Continued into the 1920s, the term was promoted in popular culture, with the releasing of the hit 1929 film, “Redskin.” The film is based around the trials and tribulations of a Navajo Indian, who must constantly deal with harassment due to his race, according to NPR.
After the term had hit the big screen, it was now time for its birth into the world of sports’ team paraphernalia. According to NPR, in 1933, Boston Braves owner George Preston Marshall decided to change the franchise’s name from the Braves to today’s Redskins.
According to team lore, William “Lone Star” Dietz, a former coach of the team, spurred the inspiration for the name, where he identified himself as a Native American. Dietz’s Native American heritage is still debatable to this day, where the parents that raised him were white, according to Indian Country Today.
Dietz’s father was German, with the identity of his birth mother unknown, spurring obfuscation and controversy concerning his true ancestry.
This brings us to the Redskins we know and hail today, its team name containing racial history but has been supported by devout fans for decades. In the midst of all the fans, there is Rember Compres, a University of Maryland freshman international affairs major.

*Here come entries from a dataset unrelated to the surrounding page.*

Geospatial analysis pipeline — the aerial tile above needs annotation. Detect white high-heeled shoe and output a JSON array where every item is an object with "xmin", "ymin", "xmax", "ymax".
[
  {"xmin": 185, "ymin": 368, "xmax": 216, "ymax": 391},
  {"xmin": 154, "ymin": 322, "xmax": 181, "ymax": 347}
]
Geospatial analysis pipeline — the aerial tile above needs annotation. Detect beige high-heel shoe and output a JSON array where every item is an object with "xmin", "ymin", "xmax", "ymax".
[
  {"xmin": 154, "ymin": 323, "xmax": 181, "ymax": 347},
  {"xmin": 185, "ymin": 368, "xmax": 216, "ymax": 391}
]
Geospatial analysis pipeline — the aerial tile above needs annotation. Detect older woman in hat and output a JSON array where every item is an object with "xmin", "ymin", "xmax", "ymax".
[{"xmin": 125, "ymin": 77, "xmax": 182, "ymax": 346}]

Compres feels that if he had a say in the matter, the name should go.
“If it’s derogatory to a people, change the name,” Compres said. “Times change, as do norms. Things that at one time were fine then, simply are not now.”
Christine Nwosu, a senior family science major and Skins fan, feels quite the opposite.
“It has been a part of D.C. for years. There’s tradition there. It’s not like they came up with the name yesterday,” Nwosu said.
Ravens fan Jenny Skrenta, a sophomore public health major, agrees. “I feel like Daniel Snyder has the right to make the decision,” Skrenta said.
“Fans have connected with their team and changing their name would have a huge impact on their fans.”
Suzan Shown Harjo, a Native American activist, voiced her opinion on the name in a telephoned interview with NPR.
“It’s a toy of racism, and the people who are holding on [to the name] for dear life, they know that,” Harjo said.